Above the nozzle spring chamber 7, shown only schematically,
without the spring element contained in it, two control valves 11,
12 located side by side are shown. On their upper ends, the two
control valves 11, 12 communicate with one another by way of a
coupling chamber 15. The high-pressure bore 3 extends between the
two control valves 11 and 12, while the control bore 24 is shown
folded laterally outward, for the sake of greater simplicity. The
nozzle needle spring chamber 7 is assigned a throttle element 29,
in the outflow line to the low-pressure chamber 9; the throttle
element can be embodied with either a fixed or an adjustable cross
section.
The first control valve 11 is assigned return lines 27 and 28 into
the low-pressure chamber 9, while from the control chamber that
surrounds the second control valve 12, as the detail Z shows, a
bypass 37 discharges into the control bore 24.

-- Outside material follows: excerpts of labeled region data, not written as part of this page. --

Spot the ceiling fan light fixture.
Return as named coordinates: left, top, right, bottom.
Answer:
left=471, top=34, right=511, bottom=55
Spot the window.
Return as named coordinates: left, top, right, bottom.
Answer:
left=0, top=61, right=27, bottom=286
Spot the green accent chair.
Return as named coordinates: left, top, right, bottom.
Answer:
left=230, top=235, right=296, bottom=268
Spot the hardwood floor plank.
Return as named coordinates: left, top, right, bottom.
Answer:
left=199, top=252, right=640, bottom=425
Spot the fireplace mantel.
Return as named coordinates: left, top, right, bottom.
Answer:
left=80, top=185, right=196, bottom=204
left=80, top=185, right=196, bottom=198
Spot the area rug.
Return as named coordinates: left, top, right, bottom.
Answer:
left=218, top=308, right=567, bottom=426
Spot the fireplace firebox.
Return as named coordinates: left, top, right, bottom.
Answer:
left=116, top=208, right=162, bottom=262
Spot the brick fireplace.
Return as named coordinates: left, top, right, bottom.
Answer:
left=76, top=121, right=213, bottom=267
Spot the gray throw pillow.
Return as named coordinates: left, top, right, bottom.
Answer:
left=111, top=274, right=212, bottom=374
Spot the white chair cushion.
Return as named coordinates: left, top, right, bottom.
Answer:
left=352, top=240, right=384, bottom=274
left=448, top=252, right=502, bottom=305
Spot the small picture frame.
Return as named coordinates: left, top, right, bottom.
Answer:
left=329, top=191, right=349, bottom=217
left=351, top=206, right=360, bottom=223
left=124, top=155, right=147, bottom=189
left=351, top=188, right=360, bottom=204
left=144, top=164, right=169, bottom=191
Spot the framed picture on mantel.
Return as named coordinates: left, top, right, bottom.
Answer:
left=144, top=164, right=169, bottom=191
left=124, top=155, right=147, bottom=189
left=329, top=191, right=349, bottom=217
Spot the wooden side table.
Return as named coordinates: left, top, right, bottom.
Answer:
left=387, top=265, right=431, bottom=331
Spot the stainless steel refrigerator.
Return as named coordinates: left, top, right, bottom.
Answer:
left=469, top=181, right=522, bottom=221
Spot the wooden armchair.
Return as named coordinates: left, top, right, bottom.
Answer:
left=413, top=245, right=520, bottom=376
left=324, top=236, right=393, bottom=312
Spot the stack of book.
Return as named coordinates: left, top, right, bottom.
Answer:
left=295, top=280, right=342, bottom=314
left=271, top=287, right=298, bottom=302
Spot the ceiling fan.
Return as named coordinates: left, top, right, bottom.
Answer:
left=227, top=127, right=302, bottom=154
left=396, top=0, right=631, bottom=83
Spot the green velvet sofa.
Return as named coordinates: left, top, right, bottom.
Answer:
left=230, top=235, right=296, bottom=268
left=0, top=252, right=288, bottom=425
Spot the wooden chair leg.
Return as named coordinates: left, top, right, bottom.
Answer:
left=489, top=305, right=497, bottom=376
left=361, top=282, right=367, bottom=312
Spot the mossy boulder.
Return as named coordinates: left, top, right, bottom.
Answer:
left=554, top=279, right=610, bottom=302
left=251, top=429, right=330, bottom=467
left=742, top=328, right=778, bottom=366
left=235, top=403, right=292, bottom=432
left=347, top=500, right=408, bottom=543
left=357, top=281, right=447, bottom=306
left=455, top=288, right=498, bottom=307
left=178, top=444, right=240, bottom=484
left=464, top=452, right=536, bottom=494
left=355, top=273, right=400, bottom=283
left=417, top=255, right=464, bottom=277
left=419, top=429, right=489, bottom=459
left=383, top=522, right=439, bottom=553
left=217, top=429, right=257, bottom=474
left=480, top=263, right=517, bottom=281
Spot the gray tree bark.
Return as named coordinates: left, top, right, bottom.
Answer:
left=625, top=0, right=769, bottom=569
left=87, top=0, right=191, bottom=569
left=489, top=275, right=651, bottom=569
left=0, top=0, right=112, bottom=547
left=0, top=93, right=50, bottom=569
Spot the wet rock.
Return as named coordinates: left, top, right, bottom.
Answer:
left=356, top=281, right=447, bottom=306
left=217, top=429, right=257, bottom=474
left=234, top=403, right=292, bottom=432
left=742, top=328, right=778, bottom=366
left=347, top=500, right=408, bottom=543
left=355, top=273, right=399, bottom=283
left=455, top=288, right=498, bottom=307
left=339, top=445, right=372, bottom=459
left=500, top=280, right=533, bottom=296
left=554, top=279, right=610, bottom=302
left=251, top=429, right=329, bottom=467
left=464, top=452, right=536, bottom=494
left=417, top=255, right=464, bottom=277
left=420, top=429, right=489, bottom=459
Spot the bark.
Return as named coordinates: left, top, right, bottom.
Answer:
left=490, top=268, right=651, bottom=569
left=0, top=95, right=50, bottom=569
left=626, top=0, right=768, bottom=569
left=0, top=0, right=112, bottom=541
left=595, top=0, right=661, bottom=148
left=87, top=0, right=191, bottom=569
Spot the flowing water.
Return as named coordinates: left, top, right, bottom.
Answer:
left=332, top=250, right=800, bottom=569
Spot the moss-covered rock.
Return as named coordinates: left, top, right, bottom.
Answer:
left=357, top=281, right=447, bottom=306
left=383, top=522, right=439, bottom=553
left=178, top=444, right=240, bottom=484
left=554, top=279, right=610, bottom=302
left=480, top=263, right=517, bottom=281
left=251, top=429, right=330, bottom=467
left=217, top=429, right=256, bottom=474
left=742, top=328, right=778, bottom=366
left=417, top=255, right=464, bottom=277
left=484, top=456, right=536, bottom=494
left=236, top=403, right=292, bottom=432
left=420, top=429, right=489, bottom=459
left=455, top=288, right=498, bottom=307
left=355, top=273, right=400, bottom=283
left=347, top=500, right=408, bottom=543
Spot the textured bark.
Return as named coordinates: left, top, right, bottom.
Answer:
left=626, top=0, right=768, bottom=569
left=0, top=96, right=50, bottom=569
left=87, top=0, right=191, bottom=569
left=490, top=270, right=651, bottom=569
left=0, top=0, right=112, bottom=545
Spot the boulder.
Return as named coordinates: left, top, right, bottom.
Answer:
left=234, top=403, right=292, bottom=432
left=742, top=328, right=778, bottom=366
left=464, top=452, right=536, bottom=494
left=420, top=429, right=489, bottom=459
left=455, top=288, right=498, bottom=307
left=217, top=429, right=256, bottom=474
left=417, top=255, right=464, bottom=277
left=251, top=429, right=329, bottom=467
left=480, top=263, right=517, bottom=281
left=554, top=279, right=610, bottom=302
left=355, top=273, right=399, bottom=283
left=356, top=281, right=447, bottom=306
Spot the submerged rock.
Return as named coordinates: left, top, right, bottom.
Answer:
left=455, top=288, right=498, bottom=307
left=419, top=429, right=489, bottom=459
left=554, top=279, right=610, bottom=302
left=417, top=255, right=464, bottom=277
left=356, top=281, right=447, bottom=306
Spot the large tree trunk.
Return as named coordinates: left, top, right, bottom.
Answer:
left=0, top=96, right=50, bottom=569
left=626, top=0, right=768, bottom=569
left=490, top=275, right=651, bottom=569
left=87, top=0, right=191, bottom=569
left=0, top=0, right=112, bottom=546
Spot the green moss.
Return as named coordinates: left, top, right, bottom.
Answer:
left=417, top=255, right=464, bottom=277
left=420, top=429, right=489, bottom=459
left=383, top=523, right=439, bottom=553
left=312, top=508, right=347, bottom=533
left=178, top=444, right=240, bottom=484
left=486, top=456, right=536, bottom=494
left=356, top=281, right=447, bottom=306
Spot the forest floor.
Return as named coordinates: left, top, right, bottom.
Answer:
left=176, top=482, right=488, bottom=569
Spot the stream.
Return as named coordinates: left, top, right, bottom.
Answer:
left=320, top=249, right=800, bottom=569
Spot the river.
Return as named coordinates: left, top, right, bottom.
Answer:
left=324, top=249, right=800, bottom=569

From the second control valve 12, the return line 30 leads into the
low-pressure chamber 9, but as shown in FIG. 5 without the
interposition of a throttle element.
In the detail Z, the compensation system 34 at the second control
valve 12 is shown on a larger scale. In the control part 33,
embodied with the diameter d.sub.1, there is a bore 31, into which
a compensation piston 32 having the diameter d.sub.2 is let. The
bore 31 discharges into a narrowed bore 35, which in turn
communicates with a transverse bore 36 in the control part 33. This
transverse bore 36 discharges on both of its ends at the lower part
of the control chamber that surrounds the control part 33 of the
second control valve 12. From the control chamber, a bypass 37
branches off and connects the control chamber to the control bore
24, which in turn discharges into the nozzle needle spring chamber
7. In the region of the end of the second control valve oriented
toward the spring element 14, the control part 33 is embodied with
a diameter d.sub.3. By means of the compensation piston 32 of the
control part 33, which piston is acted upon from above with fuel
pressure prevailing in the coupling chamber 15, and by means of the
control bore 24 and the bypass 37, a pressure compensation is
established at the control part 33 of the second control valve 12
if the relationship d.sub.1.sup.2 -d.sub.3.sup.2 =d.sub.2.sup.2 is
met.
By means of the compensation system 34, the control valve 12 can be
actuated easily even at very high pressure. As a result, it is
possible at the nozzle needle 5, by means of increased pressure on
the back side of the nozzle needle, to maintain elevated pressure
in the closed state of the nozzle needle 5; the pressure already
built up need not be reduced again for an optional postinjection,
and thus a postinjection as indicated by the graphs 21 and 19 in
FIG. 2 is again possible toward the end of the main injection at a
higher pressure level.
FIG. 6 shows a longitudinal section through an injector.
From this illustration, it can be seen that the pump chamber 1
acted upon by means of the piston 2 discharges into the
high-pressure line 3 in FIG. 1. The high-pressure line 3 in turn
discharges into the control chamber 4 surrounding the nozzle needle
5; the injection nozzle 6 in turn discharges into the combustion
chamber of an internal combustion engine. The nozzle needle 5 is
acted upon in turn by a compression spring shown in the nozzle
needle spring chamber 7. In the injector body 25, the control
valves 11 and 12 are shown, but only one of them is shown in
longitudinal section, for the sake of simplicity. The return lines
27, 28 and 30, beginning at the respective control valves 11 and
12, discharge into a hollow chamber, provided on the injector 25
and extending annularly, and from there the return flow of the fuel
takes place into the tank.
Because the nozzle needle spring chamber 7 is subjected to fuel
that is at high pressure and because the premature outflow of the
fuel is prevented by a throttle element 8 and 29, an active control
of the nozzle needle stroke can be attained. Because of pressure
compensation at the control valve 12 that forms the injection
pressure can be brought about by the compensation system 34,
postinjections at a high pressure level can also be performed.
For sequencing the injection events, the control valves 11 and 12
are switched in succession; the different opening pressures of the
control valves 11 and 12 can be provided either by means of
differently dimensioned spring elements 13, 14--for instance in the
form of helical springs. As an alternative to this, until the
closure of the control valves 11 and 12, different fuel volumes can
be released by them, and these volumes are then compensated for
again by means of the actuator piston 2, in accordance with the
relationship A.sub.2.times.h.sub.2 of control valve
12>A.sub.1.times.h.sub.1 of control valve 11, where A.sub.1 is
the hydraulically effective cross sectional area of control valve
11 and h.sub.1 is the stroke thereof, A.sub.2 is the hydraulically
effective cross sectional area of control valve 12 and h.sub.2 is
the stroke thereof.
The foregoing relates to preferred exemplary embodiment of the
invention, it being understood that other variants and embodiments
thereof are possible within the spirit and scope of the invention,
the latter being defined by the appended claims.
* * * * *